RBS posts £153m first-half loss

rbsStill 80 per cent Government-owned Royal Bank of Scotland has reported a half-year loss of £153 million.

The Edinburgh-based lender cited continuing legal impairments and customer compensation payouts as well as the cost of a drastic restructuring strategy for the figures to the end of June.

The disappointing result compares with a profit of £1.43 billion recorded for the same period last year.

Net profit for the three months to the end of June, meanwhile, rose to £293m.



RBS was one of six banks fined a total of about £2.8bn for failing to stop traders trying to manipulate currency markets last year and has already paid £399m in fines to US and UK regulators over the foreign exchange (forex) market rigging scandal and in May, RBS and Japanese bank Nomura were ordered to pay $806 million between them for making false statements when selling mortgage-backed bonds to US agencies Fannie Mae and Freddie Mac.

Costs the Forex scandal were £334 million, while £506 million relate to the mortgage-backed securities litigation and £157 million is for packaged bank accounts, the bank said.

RBS said it has also set aside £1.3 billion for further lawsuits and customer recompense, while another £459 million was earmarked mainly for litigation costs in the second quarter.

Costs relating to litigation and conduct were just £250 million in 2014.

To date, redress and administrative costs resulting from mis-sold payment protection insurance total £3.8 billion.

Meanwhile, restructuring costs almost tripled this year after the need to cleave off the Williams and Glyn business as a condition of RBS’s 2008 government bailout, while the price of restructuring the corporate and institutional division also impacted performance.

The bank said restructuring costs had risen to £1.5 billion during the first six months of 2015, compared to just £514 million over the same period last year.

The bill also included writing off £606 million relating to “intangible software”.

Chief executive Ross McEwan has been implementing the plan to retreat back to domestic retail banking from the global investment enterprises that consumed the bank prior to the financial crisis and this week the bank announced it is to sell-off a further £2.2 billion worth of shares in US business Citizens.

By 2019 the total cost of restructuring will be around £5bn, the bank estimated.

Total income fell to £8.7bn from £10bn last year. The bank’s overall £153m loss compares to a profit over the same period last year of £1.4bn.
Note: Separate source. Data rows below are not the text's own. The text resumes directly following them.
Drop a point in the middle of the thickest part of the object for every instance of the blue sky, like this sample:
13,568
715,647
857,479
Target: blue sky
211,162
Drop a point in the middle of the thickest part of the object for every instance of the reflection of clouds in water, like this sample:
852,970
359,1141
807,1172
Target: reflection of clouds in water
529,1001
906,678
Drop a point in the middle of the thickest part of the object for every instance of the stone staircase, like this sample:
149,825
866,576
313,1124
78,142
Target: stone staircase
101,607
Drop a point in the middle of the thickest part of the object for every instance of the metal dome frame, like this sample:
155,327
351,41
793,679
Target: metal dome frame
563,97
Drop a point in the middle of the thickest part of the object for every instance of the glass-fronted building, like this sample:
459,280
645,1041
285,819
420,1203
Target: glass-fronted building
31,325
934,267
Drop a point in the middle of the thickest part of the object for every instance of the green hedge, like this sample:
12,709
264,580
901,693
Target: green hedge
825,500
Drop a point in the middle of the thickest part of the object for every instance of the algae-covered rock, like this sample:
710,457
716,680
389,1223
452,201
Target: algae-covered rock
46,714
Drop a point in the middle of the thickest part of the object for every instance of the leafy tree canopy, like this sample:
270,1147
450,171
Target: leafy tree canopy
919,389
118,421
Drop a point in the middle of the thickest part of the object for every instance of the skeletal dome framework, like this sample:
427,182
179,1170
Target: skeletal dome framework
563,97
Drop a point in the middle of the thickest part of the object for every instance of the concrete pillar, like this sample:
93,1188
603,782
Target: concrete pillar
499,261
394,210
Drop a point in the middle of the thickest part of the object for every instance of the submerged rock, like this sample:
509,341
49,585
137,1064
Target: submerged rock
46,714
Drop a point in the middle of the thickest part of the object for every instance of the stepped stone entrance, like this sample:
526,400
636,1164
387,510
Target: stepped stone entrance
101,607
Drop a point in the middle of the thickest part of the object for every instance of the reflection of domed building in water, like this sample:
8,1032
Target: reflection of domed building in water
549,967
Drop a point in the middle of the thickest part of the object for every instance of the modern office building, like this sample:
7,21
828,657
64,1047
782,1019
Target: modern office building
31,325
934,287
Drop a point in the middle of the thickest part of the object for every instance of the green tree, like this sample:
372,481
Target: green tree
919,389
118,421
Most of those are likely to arise from sales of mortgage-backed securities in the US, said the bank.

Sir Phillip Hampton
Sir Phillip Hampton

Outgoing RBS chairman Philip Hampton said: “The decisions to sell or run-off significant parts of the business while investing in our core customer franchises has meant we are better positioned to deal with the constraints of structural regulatory reform, notably ring-fencing.

“Of course there are still some obstacles to overcome especially the resolution of outstanding conduct issues, including the investigations into our sale of residential mortgage-backed securities in the US between 2005-07, and the investigation by UK authorities into the bank’s approach to distressed businesses.

He added: “Judging the ultimate scale of conduct costs remains extremely challenging.”